For matrices, this is a problem, since it indicates that the matrix either cannot be converted or is ill conditioned. Ill-conditioned matrices produce large instabilities in computations, since slight variations in the training data (which must be assumed) produce large variations in the model parameters and hence render its predictions unreliable.

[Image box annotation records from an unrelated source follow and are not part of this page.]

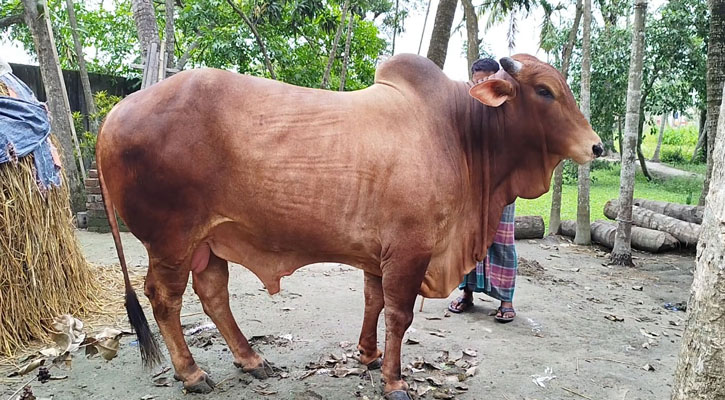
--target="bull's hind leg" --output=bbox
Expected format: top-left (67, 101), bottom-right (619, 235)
top-left (144, 255), bottom-right (214, 393)
top-left (357, 272), bottom-right (385, 369)
top-left (192, 253), bottom-right (273, 379)
top-left (382, 252), bottom-right (430, 400)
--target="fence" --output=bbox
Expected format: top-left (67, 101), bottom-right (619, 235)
top-left (10, 63), bottom-right (141, 129)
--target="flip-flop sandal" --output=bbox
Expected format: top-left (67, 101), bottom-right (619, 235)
top-left (493, 307), bottom-right (516, 324)
top-left (448, 296), bottom-right (473, 314)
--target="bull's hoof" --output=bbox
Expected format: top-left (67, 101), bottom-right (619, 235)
top-left (234, 359), bottom-right (276, 380)
top-left (385, 390), bottom-right (413, 400)
top-left (367, 357), bottom-right (383, 369)
top-left (184, 373), bottom-right (216, 394)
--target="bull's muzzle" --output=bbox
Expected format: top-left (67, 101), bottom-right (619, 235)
top-left (592, 143), bottom-right (604, 158)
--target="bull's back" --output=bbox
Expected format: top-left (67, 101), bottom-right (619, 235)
top-left (98, 70), bottom-right (430, 268)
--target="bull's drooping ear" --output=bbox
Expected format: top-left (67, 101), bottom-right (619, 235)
top-left (468, 79), bottom-right (516, 107)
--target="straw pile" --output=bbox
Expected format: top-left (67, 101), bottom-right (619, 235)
top-left (0, 151), bottom-right (99, 355)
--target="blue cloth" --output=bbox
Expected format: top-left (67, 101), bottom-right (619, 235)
top-left (0, 73), bottom-right (60, 189)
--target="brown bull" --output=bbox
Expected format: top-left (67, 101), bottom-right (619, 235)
top-left (96, 55), bottom-right (602, 399)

We desire well-conditioned matrices in our computations, so we must get ride of the sources of ill conditioning. When we have highly correlated features, one possible avenue is is to include only one of them in our model, as the other do not add much information. Another solution is to apply dimension reduction techniques such as principal component analysis.

Optimization

The goal is to find the values that make our training function best fit the training data subset, where the word best is quantified using the loss function.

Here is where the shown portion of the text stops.